Çünkü, zafere inanmışlık olsaydı, Erdoğan salona adımını atar atmaz veya kürsüye çıkar çıkmaz grup, eksiksiz ayağa fırlar, alkış dakikalarca sürer, "Türkiye seninle gurur duyuyor" sloganı ortalığı çınlatırdı.
Hiç böyle olmadı; sıradan bir grup toplantısı, sıradan alkış gördük.
Aslında Başbakan zafere inanmış olsaydı, grup toplantısını bu kadar geciktirmez, salı şart değil ki, başka bir gün de toplantıyı yaptırıp zafer havasını sonuna dek solur, herkese de gururla soluturdu.
Bunu geçtim; "Erdoğan, söylemi ile AKP grubunu da tam tatmin edemedi, aksine beklentileri dahi karşılamadı" demek için çok gerekçe var.
İşsizliğin can alıcılığının farkında olduğunu, 2009 büyüme rakamını -3.6 olarak revize ettiklerini söyledikten sonra, "Kriz teğet geçti" demesi bunlardan biriydi; çünkü fark etmiş olabilir, bu sözleri duyduktan sonra yanındakinin kulağına eğilip bir şeyler söyleyen çok milletvekili oldu.

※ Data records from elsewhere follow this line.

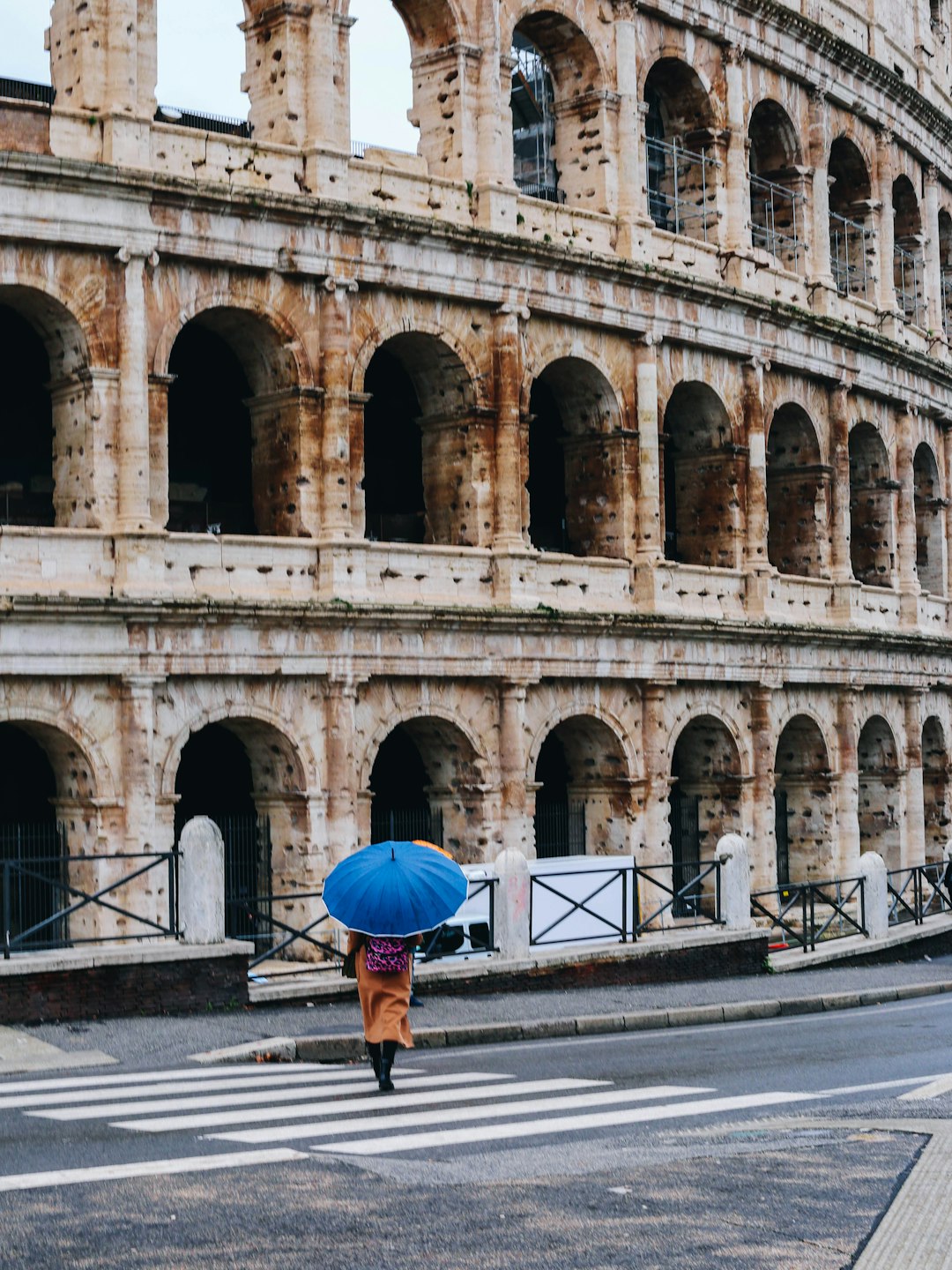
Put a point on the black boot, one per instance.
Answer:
(374, 1050)
(386, 1062)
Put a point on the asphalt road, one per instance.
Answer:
(709, 1147)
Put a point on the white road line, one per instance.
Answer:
(415, 1119)
(167, 1088)
(185, 1073)
(219, 1119)
(147, 1169)
(163, 1106)
(564, 1124)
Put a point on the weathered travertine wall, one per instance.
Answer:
(752, 606)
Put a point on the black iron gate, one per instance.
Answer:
(406, 825)
(686, 852)
(38, 855)
(781, 831)
(248, 874)
(560, 830)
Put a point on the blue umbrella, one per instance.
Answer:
(395, 888)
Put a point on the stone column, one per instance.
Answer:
(913, 823)
(632, 202)
(839, 492)
(909, 586)
(337, 415)
(342, 767)
(764, 850)
(885, 236)
(819, 270)
(933, 258)
(509, 471)
(736, 176)
(133, 433)
(847, 785)
(517, 834)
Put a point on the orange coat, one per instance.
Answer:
(385, 998)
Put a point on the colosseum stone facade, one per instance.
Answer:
(579, 482)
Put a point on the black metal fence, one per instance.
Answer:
(60, 875)
(810, 912)
(917, 893)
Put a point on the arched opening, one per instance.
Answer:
(852, 244)
(557, 112)
(247, 778)
(680, 149)
(583, 796)
(929, 524)
(427, 447)
(32, 843)
(192, 88)
(46, 423)
(776, 185)
(427, 782)
(908, 260)
(936, 803)
(802, 804)
(798, 496)
(233, 429)
(879, 793)
(871, 498)
(26, 439)
(576, 462)
(946, 268)
(703, 474)
(703, 803)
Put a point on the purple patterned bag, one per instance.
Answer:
(386, 955)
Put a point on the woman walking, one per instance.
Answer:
(383, 989)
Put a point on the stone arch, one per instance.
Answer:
(234, 424)
(576, 461)
(703, 473)
(929, 521)
(427, 446)
(776, 184)
(804, 811)
(877, 759)
(557, 101)
(680, 140)
(582, 776)
(908, 256)
(852, 240)
(798, 496)
(423, 776)
(873, 496)
(936, 788)
(46, 462)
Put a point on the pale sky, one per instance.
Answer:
(202, 56)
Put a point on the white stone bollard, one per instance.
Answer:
(512, 906)
(873, 870)
(735, 882)
(202, 883)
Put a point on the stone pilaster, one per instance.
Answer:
(913, 823)
(337, 417)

"Eyvah; yine teğet geçti, dedi" diye dertlendiler; haksız da sayılmazlar sonuçta, işsizlik rakamının yüzde 15’i aştığı bir ülkede yaşıyorlar.
KUCAKLAMADI DA TOKALAŞMADI DA
Erdoğan, cama bakıp, 71.5 milyonun hepsini kucakladığını söylerken de azımsanmayacak sayıda AKP milletvekilinde ’bir şey eksik’ duygusu bıraktı.
Bu vekiller, Ergenekon’un son dalgasının yarattığı mağduriyeti uygun bir üslupla, hiç değilse bir cümleyle dile getiren bir Erdoğan umuyorlardı.
Düşünün, hükümet yanlısı medyanın Türkan Saylan’la ilgili yayınlarını Başbakan’ın bir türlü hoşlanamadığı gazeteler yapsaydı, o kürsüden nasıl esip gürleyen, "Okumayın işte o gazeteleri" diyen bir Erdoğan görürdük?
Oysa Erdoğan, "Antalya yerine Antakya’da tatile gitti" diye yapılan masum haber ve yorumlar için en hafif hakaretini yine yaptı, "Çirkin" dedi.
Ama, Saylan’la ilgili yayınlar için bu hafif eleştirisini dahi esirgedi.
Erdoğan, sözlerini, "Millet, ’durmak yok, yola devam’ mesajını gür bir sesle tekrarladı" diye bitirse de kendi sesi yeterince gür çıkamadı.
Tatilden yeni dönmüş biri gibi değildi, hálá yorgun görünüyordu.
Canı da sıkkındı sanki, belki de bu nedenle yanılmıyorsam ilk kez salona girişinde kimse ile tokalaşmadan yerine oturdu.
Bilemiyorum buna neden seçim sonuçları mı, kabine revizyonu mu, tatilde okuduğu raporlar mı, ’yüzde 39 bir daha hayal’ düşüncesi mi?